Kinder als Medienkonsumenten

Foto: photocase/Thomas K.

Krüger: Jugendmedienschutz neu aufstellen
Der Präsident der Bundeszentrale für politische Bildung, Thomas Krüger, plädiert für eine Erneuerung des Jugenmedienschutzes.

Es gelte, die Angebote und Institutionen an die Herausforderungen des digitalen Zeitalters anzupassen, sagte Krüger am Dienstag in Berlin anlässlich des 20. Jubiläums der Freiwilligen Selbstkontrolle Fernsehen (FSF).


"Wir müssen weg von der restriktiven Kultur des Verbietens", sagte Krüger. Ziel müsse künftig sein, Jugendliche zu mehr Eigenverantwortung zu erziehen: "Nicht Inhalte wegsperren, sondern Kindern und Jugendlichen Werkzeuge in die Hand geben, angemessen mit ihnen zu umzugehen", forderte er.

Jugendliche übernähmen heute sehr viel mehr Verantwortung als noch vor wenigen Jahrzehnten. Das liege auch an der immer vielfältigeren Medienwelt, in der ein Klick für immer neue Kicks reiche. "Jugendliche suchen nicht mehr den verbotenen Kick, sondern Inseln der Verlässlichkeit", sagte Krüger. "Deshalb muss Jugendmedienschutz bieten und nicht verbieten." Neben der digitalen Revolution brauche es eine erzieherische Revolution, die sich den veränderten Gegebenheiten des digitalen Zeitalters anpasse. Im weltweiten Internet müsse es zudem gelingen, ein internationales Jugendschutzsystem zu etablieren.

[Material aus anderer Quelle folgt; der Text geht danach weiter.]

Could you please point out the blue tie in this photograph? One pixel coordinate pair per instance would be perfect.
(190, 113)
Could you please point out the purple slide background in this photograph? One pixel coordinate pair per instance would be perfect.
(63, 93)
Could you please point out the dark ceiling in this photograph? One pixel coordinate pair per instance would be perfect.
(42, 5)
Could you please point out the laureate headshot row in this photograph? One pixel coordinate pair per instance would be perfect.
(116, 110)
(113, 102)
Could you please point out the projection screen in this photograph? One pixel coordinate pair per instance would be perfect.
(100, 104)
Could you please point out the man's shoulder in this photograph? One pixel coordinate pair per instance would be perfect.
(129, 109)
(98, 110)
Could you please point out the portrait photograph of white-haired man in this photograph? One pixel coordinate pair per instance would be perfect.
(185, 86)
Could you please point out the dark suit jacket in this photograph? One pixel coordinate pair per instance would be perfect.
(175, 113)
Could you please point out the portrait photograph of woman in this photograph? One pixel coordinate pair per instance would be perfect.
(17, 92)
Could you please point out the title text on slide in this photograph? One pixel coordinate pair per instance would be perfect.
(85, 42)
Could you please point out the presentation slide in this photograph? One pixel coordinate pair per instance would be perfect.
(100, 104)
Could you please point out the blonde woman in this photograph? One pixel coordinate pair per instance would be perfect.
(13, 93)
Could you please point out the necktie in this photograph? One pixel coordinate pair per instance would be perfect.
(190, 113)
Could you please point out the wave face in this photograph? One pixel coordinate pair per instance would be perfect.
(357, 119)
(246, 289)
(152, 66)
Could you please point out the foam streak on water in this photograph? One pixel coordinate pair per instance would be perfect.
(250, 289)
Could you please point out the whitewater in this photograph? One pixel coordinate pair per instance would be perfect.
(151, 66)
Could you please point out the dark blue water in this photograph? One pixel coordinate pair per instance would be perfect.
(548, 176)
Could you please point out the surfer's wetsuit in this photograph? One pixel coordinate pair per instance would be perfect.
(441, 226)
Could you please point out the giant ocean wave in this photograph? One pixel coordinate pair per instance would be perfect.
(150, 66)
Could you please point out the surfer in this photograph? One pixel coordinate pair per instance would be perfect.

Die FSF überprüft die Sendungen der Privatsender auf deren Jugendtauglichkeit. Die Organisation nahm im April 1994 ihre Arbeit auf. Vorbild war die Freiwillige Selbstkontrolle (FSK) der Filmwirtschaft. Vorangegangen war eine gesellschaftliche Diskussion über die Darstellung von brutaler Gewalt oder expliziter Sexualität im Fernsehen. Die FSF hat nach eigenen Angaben bislang über 20.000 Fernsehsendungen geprüft.